One of the top offenders is f2py, there is already a separate issue for that: gh-25134. Separating out those tests so they don't run at all on wheel builds will take care of that problem.

For the rest we should go through and deal with some of the tests in the above list case by case. I'm having a look at TestStructuredObjectRefcounting now, which is one of the worst tests.

The text was updated successfully, but these errors were encountered:

rgommers · 2023-12-22T19:53:37Z

I propose that we introduce an @pytest.mark.xslow decorator, just like SciPy does. And then run those tests only in a single dedicated CI job, not in the full test suite. That solves the problem with the slowest tests. It makes very little sense for something like TestSaveTxt::test_large_zip, which takes ~10 sec. and never fails, to run ~30 times for a single commit where we trigger a wheel build.

charris · 2023-12-22T20:12:17Z

and the PyPy on Windows one is ridiculously slow

All the PyPy tests are slow, everything else finishes and the three PyPy tests will still be running. It might be useful to check why. @mattip any ideas?

seberg · 2023-12-22T20:18:22Z

Can we group parametrized tests? I suspect there are some excessive parametrization and this doesn't look like it would notice them.

seberg · 2023-12-22T20:19:33Z

Having an xslow would be fine. It would be nice to make sure that they are run on release wheels, but OK...

mhvk · 2023-12-23T14:14:05Z

You might also want to consider moving more CI to cron jobs, perhaps the pypy and simd ones, allowing one to trigger those manually by setting a specific label (we do this in astropy for emulated architectures)
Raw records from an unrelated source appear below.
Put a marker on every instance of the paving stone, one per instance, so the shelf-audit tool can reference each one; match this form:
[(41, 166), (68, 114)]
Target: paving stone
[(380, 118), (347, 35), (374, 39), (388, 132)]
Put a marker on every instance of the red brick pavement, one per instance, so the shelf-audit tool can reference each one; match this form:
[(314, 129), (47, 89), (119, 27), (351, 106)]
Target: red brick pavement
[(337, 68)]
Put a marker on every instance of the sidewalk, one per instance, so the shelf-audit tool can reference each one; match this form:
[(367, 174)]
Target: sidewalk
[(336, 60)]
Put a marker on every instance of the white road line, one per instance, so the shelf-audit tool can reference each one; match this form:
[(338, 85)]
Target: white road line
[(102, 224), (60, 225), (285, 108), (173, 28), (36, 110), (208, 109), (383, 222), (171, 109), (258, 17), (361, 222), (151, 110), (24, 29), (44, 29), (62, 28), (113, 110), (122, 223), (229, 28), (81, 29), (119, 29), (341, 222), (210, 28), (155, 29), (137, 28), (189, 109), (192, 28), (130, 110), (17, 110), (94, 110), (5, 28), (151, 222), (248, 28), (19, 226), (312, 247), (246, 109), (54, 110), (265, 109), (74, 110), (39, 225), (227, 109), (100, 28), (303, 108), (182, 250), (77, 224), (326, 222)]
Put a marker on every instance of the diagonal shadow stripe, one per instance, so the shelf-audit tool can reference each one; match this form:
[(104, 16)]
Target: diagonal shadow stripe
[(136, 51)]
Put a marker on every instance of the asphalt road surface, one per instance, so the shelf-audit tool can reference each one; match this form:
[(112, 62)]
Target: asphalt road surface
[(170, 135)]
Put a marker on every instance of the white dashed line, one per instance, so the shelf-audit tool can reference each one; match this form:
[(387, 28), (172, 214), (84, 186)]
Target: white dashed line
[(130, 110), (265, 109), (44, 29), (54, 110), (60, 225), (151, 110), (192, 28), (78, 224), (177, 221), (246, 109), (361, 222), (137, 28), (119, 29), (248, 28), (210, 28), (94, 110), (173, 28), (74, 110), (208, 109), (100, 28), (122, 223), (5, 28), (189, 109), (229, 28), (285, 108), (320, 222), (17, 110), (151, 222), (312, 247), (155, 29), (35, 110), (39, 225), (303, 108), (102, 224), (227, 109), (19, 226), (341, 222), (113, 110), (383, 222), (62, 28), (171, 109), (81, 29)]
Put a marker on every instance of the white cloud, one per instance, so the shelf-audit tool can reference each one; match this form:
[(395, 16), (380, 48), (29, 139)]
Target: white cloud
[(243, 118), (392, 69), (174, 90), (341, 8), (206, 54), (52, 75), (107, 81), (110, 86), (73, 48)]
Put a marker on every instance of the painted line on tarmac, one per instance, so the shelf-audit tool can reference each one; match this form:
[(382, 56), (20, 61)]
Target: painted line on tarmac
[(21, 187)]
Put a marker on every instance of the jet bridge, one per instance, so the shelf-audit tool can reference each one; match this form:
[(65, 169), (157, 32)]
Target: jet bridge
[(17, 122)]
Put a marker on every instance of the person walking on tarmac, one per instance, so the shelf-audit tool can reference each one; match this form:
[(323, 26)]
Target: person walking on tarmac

Many PRs only touch python code, perhaps this can be recognized/labelled automatically, with CI depending on the label?

seberg · 2023-12-23T15:57:02Z

FWIW, I wouldn't mind such a setup, the one thing would be nice to auto-open an issue on failure I guess. I wonder if @pllim might just know how to set that up quite quickly? For C vs. Python, I am not sure I think it is worthwhile, running only the most basic tests on Documentation marked PRs would be cool though.

PyPy could be moved or not (because it does fail occasionally on larger C-changes). The SIMD/architecture tests would be nice for chron+explicitly though.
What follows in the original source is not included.